Global Happiness Trends Analysis
This project explores what drives happiness across countries worldwide using the World Happiness Report dataset. Conducted with Python in Kaggle, the analysis examines how economic factors, social support, health, and freedom influence national happiness levels. The study reveals key patterns and correlations that help explain why some countries consistently rank higher in happiness. These insights were then transformed into an interactive Tableau dashboard, making complex data accessible to a broader audience interested in understanding global well-being trends.
Project Overview
- Project: Data Cleaning and Analysis
- Date: November 2025
- Category: Data Analysis
- Tools: Python, Kaggle
- Role: Data Analyst
Project Details
Goal & context. This Python-based analysis uses World Happiness Report data to uncover what drives national happiness and how it varies across countries and time. The work was done in Kaggle with the aim of producing clear, validated insights that could later be turned into an interactive Tableau dashboard for a broad audience.

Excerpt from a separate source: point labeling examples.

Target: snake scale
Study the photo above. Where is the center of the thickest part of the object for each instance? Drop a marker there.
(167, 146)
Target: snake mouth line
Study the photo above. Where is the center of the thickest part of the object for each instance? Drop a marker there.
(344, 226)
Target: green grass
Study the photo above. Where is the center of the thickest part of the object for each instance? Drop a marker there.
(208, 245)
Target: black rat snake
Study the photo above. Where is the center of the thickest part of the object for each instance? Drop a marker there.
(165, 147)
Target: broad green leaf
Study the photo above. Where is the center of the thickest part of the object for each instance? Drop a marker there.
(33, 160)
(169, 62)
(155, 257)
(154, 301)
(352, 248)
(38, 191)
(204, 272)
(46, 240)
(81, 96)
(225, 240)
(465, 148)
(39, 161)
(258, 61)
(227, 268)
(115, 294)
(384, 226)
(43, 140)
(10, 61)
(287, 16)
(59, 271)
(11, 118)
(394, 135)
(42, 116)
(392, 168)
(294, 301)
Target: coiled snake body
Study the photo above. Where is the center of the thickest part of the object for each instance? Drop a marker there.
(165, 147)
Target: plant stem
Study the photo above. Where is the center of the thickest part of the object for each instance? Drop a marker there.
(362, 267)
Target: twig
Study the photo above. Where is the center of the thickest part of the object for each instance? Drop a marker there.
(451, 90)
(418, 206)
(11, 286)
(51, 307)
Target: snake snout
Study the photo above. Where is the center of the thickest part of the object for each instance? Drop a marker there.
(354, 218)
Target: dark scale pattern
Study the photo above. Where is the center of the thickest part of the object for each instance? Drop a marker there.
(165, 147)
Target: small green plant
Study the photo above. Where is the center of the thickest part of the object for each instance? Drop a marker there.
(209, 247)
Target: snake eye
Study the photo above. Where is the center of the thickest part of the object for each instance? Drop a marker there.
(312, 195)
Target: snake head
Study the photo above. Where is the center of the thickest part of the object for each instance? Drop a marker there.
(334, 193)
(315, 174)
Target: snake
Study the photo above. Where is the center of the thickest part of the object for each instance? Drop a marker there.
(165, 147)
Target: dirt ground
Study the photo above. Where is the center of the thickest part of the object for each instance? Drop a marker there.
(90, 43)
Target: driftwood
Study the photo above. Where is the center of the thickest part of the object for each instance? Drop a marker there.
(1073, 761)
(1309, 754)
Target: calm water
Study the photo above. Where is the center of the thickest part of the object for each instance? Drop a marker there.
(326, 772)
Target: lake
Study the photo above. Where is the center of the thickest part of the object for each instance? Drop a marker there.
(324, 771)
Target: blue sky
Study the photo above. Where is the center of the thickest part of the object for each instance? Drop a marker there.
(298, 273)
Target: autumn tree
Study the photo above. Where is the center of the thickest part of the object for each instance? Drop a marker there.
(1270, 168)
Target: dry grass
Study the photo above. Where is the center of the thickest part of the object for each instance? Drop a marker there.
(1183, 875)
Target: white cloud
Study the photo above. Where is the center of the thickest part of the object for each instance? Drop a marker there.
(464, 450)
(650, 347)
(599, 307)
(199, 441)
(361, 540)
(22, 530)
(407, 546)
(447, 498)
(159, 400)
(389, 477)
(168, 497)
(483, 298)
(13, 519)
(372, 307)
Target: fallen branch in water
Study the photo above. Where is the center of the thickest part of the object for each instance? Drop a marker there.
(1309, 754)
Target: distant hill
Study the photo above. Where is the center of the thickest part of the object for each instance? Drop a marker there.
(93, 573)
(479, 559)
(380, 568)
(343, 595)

Data cleaning & preparation. Raw happiness and socio-economic data were loaded with pandas; missing values were identified and handled (imputation or exclusion depending on the variable). Country names and year formats were standardized so that multi-year and cross-country comparisons were consistent. Column types were checked and corrected (numeric, categorical, dates) to support both statistical summaries and visualizations.
Exploratory analysis & validation. Exploratory data analysis (EDA) was used to inspect distributions, outliers, and basic summary statistics. Correlation analysis and simple visualizations (e.g., scatter plots, time series) were used to explore how GDP per capita, social support, life expectancy, freedom, generosity, and corruption perception relate to happiness scores. Regional and time-based patterns were examined to ensure findings were robust before being passed to the dashboard.
Visualization & documentation. Key results were visualized in the notebook (e.g., trend lines, correlation heatmaps, bar charts) using libraries such as matplotlib/seaborn. The narrative was structured so that each insight was justified by the data and clearly stated, making it straightforward to translate the analysis into a Tableau story.
Outcome. The analysis produced a documented, reproducible Python notebook that identifies the main drivers of global happiness and validates the insights that later power the Global Happiness Trends Tableau dashboard.
Analysis Overview
- Data Cleaning & Preparation
Processed raw World Happiness Report data by handling missing values, standardizing country names, and ensuring consistency across years. - Exploratory Data Analysis (EDA)
Explored global happiness trends using descriptive statistics and visualizations to understand overall patterns and distributions. - Correlation Analysis
Analyzed relationships between happiness scores and socio-economic factors such as GDP per capita, social support, life expectancy, freedom, generosity, and corruption perception. - Trend & Regional Analysis
Examined changes in happiness scores over time and compared regional patterns across different countries. - Insight Validation for Dashboard
Identified and validated key insights to ensure accurate and meaningful translation into the Tableau dashboard.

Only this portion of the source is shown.